A strategic merger is based on shared values 

Despite much of the technical and product-fit negotiations being between Kyohere and Okoudjou, Rumberger had to be convinced of both companies’ cultural compatibility.

A face-to-face meeting over breakfast with Okoudjou in Johannesburg, South Africa, satisfied her.

“What I was looking for was shared value, shared vision, and organisation that understood that our greatest value is our people,” she said.

MFS Africa was not buying them for their client list or tech stack alone. The acquisition was not a case of one heavyweight subsuming and underplaying the uniqueness of the acquired company. Beyonic wasn’t being bought to be chopped up and sold off in parts.

Because both companies had operations in multiple countries, due diligence had to be meticulously done on a framework that considered variations in operations in each locality. 

The deal progressed smoothly afterwards. Talks on a term sheet began in December 2019 with signatures appended by Christmas.

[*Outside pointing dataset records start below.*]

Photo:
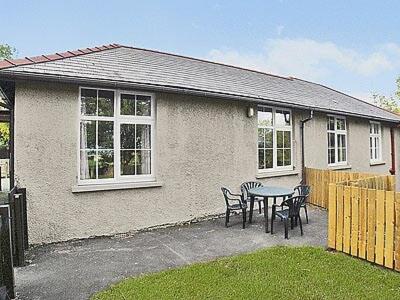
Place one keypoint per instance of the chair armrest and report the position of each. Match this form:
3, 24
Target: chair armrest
237, 195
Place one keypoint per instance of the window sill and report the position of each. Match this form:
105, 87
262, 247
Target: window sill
339, 167
115, 186
377, 163
276, 174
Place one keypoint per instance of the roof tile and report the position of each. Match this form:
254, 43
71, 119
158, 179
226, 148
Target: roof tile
39, 59
154, 68
20, 61
66, 54
5, 64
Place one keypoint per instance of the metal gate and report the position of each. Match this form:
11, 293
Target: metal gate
6, 258
13, 239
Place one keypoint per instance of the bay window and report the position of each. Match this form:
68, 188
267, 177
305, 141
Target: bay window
274, 139
337, 140
375, 142
116, 130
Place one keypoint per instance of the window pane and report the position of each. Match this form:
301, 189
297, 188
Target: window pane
279, 139
341, 154
143, 105
128, 162
106, 134
331, 123
88, 134
269, 138
341, 140
143, 140
88, 164
261, 161
143, 162
106, 103
264, 117
127, 104
261, 143
341, 124
269, 161
282, 118
127, 132
376, 128
287, 157
331, 156
286, 140
106, 164
88, 102
331, 140
279, 157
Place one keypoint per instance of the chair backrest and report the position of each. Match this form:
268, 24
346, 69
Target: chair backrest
294, 204
302, 190
226, 193
246, 186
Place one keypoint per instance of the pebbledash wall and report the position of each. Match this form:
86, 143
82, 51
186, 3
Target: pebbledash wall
201, 145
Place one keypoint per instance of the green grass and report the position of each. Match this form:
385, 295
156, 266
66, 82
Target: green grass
281, 272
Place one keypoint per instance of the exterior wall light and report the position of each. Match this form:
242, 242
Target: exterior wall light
250, 111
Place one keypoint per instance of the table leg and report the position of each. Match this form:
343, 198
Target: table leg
251, 208
266, 214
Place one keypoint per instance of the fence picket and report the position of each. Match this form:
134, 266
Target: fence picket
397, 233
339, 218
371, 226
354, 220
347, 219
380, 226
363, 213
362, 242
389, 230
332, 217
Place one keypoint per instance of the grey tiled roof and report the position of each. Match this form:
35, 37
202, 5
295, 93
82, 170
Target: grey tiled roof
152, 68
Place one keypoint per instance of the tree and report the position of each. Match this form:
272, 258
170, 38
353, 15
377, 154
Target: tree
6, 51
391, 103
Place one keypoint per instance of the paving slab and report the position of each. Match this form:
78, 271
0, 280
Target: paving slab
77, 269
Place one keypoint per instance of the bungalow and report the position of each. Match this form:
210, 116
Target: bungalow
113, 139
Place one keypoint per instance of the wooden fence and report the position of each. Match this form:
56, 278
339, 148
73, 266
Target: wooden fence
319, 181
364, 220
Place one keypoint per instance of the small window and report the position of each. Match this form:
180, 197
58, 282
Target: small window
337, 140
274, 139
375, 142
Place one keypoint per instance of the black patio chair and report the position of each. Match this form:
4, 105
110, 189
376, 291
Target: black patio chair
303, 190
230, 200
246, 186
291, 212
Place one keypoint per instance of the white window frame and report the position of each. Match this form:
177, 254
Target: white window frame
275, 128
337, 132
119, 119
372, 136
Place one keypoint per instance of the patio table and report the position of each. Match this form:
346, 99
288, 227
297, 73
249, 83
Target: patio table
267, 192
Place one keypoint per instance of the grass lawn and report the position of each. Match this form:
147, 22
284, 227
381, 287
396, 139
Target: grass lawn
281, 272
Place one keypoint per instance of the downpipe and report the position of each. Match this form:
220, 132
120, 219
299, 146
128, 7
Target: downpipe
302, 122
392, 170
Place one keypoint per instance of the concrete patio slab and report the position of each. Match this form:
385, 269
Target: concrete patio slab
77, 269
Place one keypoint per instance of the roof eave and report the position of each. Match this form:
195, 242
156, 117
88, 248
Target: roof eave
13, 75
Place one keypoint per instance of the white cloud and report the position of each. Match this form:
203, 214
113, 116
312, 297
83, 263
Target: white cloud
310, 59
279, 29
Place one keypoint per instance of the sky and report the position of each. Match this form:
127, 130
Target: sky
352, 46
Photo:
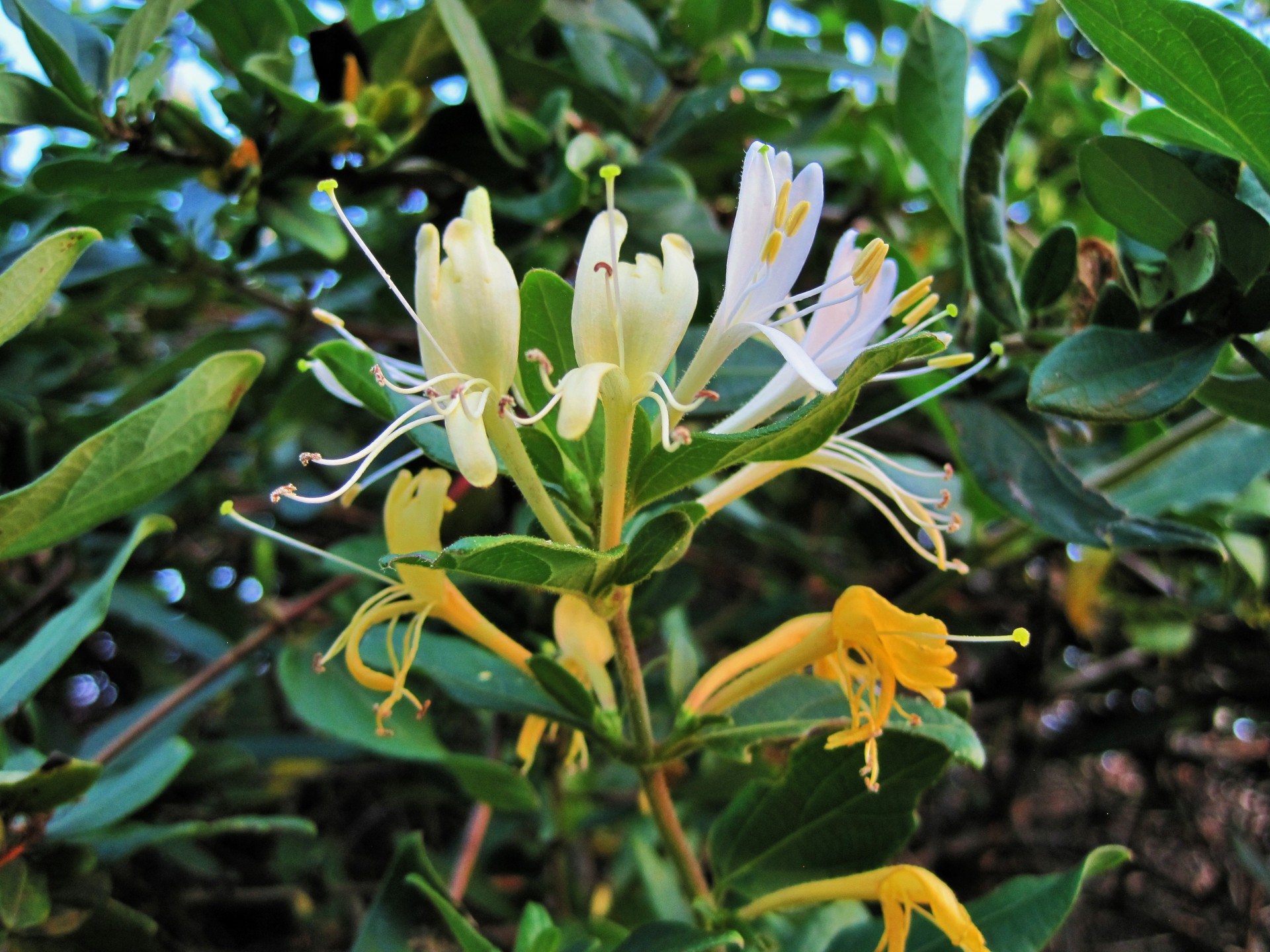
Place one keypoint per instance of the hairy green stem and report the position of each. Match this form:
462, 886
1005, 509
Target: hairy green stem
507, 442
619, 420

“I have to give tremendous credit to Luke and Dare. That negotiation happened between those two people under the assumption of good intent and never forgetting that the end goal was to do great things that we both cared about together,” Rumberger said.

The MFS Africa-Beyonic deal is being talked about in many circles as a visible example of the good prospects for investing in Africa. Beyonic investors who chose to cash out during this sale received 5x returns on their investment, Rumberger said. The majority invested in 2016 at the company’s seed stage.

Those who are exiting represent half of the startup’s investors. Sensing the prospect for more growth to lead to an even more profitable payday in the future, the other half have rolled their investment over into the MFS Africa bucket.